Just two years ago, Dee Gordon was enjoying the fanfare of being listed amongst Baseball America’s Top 50 Prospects. The son of major league reliever Tom Gordon, the young shortstop was receiving rave reviews for his defensive play and, most importantly, his speed. He had cruised through the Dodgers system relatively quickly, got called up mid-season in 2011 and earned the starting nod to open the 2012 season. Not everything had gone according to plan as injuries derailed a lot of the past two seasons, but Gordon had some memorable moments that indicated he could be an impact player at the big league level. Well, with Hanley Ramirez hitting the disabled list for already the second time in this young season, Gordon is finally getting his chance to show what he can do.
Maybe he was just implementing what he learned over the last two seasons or maybe he was driven more by being passed over for a call-up the first time Hanley got hurt. Maybe it was both. Whatever the case may be, Gordon’s first 100-plus at-bats at Triple-A Albuquerque said, “I’m done with this level, can I come back up now?” He posted a .314/.391/.431 slash line, almost doubled his walk rate, and was 14-for-16 in stolen base attempts. His improved plate discipline was something we saw flashes of during spring training, but now, it looked like he was perfecting it. With a strong on-base percentage, perhaps we could finally stop hearing the annoying naysayers with their “can’t steal first base” commentary. He was ready for the show and just needed the opportunity to present itself again.
Now that he’s up, Gordon has made a nice splash in just his first two games. He went 2-for-4 with two RBI, a walk and a pair of stolen bases during his season debut and in the second game he went 1-for-3 with an RBI and another walk. Nine trips to the plate, five times on base, three steals and, most importantly, no strikeouts. A small sample size? Obviously. But if you’re looking for a place to start your season, this is definitely the right one, and fantasy owners should be tripping over themselves running to the waiver wire should he be available in your league.
While theses are just two games, a minute drop in the bucket, there is still enough to get excited about should you acquire Gordon’s services. First and foremost, his game-breaking speed should make an immediate impact in your fantasy standings. As Dave Cameron wrote just a few weeks ago, there is a serious decline in stolen bases this season which means that a player of Gordon’s ability becomes even more valuable in the grand scheme of things. The stolen base category is, traditionally, very movable in rotisserie standings, so adding a player who can immediately boost your totals is going to be huge. The added bonus of a decent average/OBP and runs scored only makes his addition even tastier.
But what could be even better is the fact that, while he may be considered an injury replacement right now, should all of this improved plate work be for real (which I think it is), he’ll stick as the Dodgers shortstop all year long and likely find himself atop the batting order in due time. Outplaying a guy like Justin Sellers isn’t going to be a tough feat for Gordon to accomplish. That, to me, is a virtual no-brainer.
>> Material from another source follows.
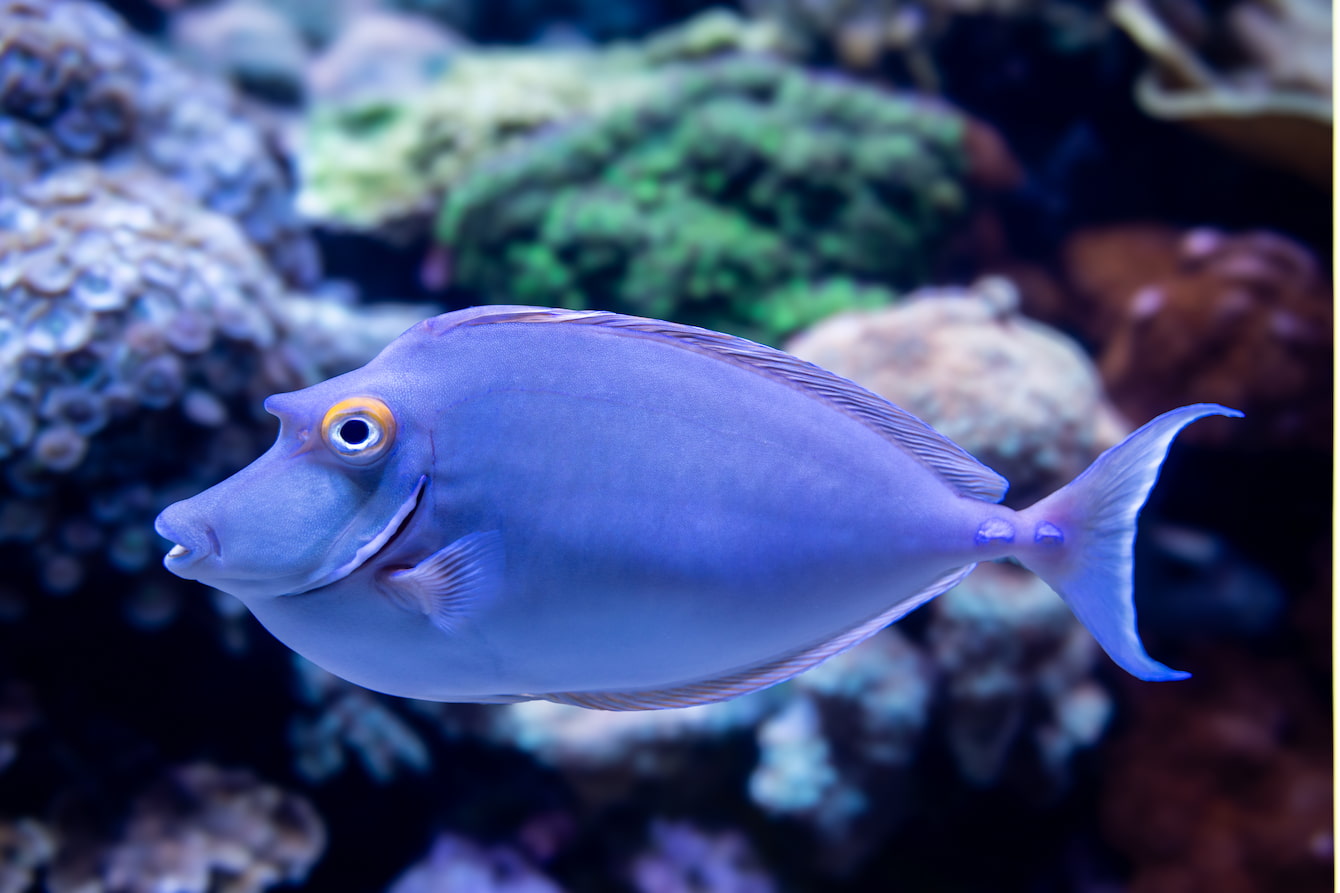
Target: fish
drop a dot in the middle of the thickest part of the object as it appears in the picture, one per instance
(513, 503)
But what I suspect will happen is that over the next month, Gordon’s play will have such a positive effect on the Dodgers that once Hanley does return, the team will be more inclined to move him back of to third and keep Gordon right where he is. It’s not like they’ll be getting All Star-caliber play from Juan Uribe, will they? Probably not.
So the way I see it — Hanley moves over to third, Gordon stays at short, he then moves up to the leadoff spot, Carl Crawford bats second and the Mark Ellis/Nick Punto show gets bumped down to the eight-hole where it likely belongs anyway. With the tandem of Gordon and Crawford setting the table, the RBI opportunities for Hanley, Matt Kemp and Adrian Gonzalez improve dramatically. It’s a win-win situation for everyone involved, unless of course you’re relying on Ellis/Punto which, if you are, is probably the least of your concerns anyway.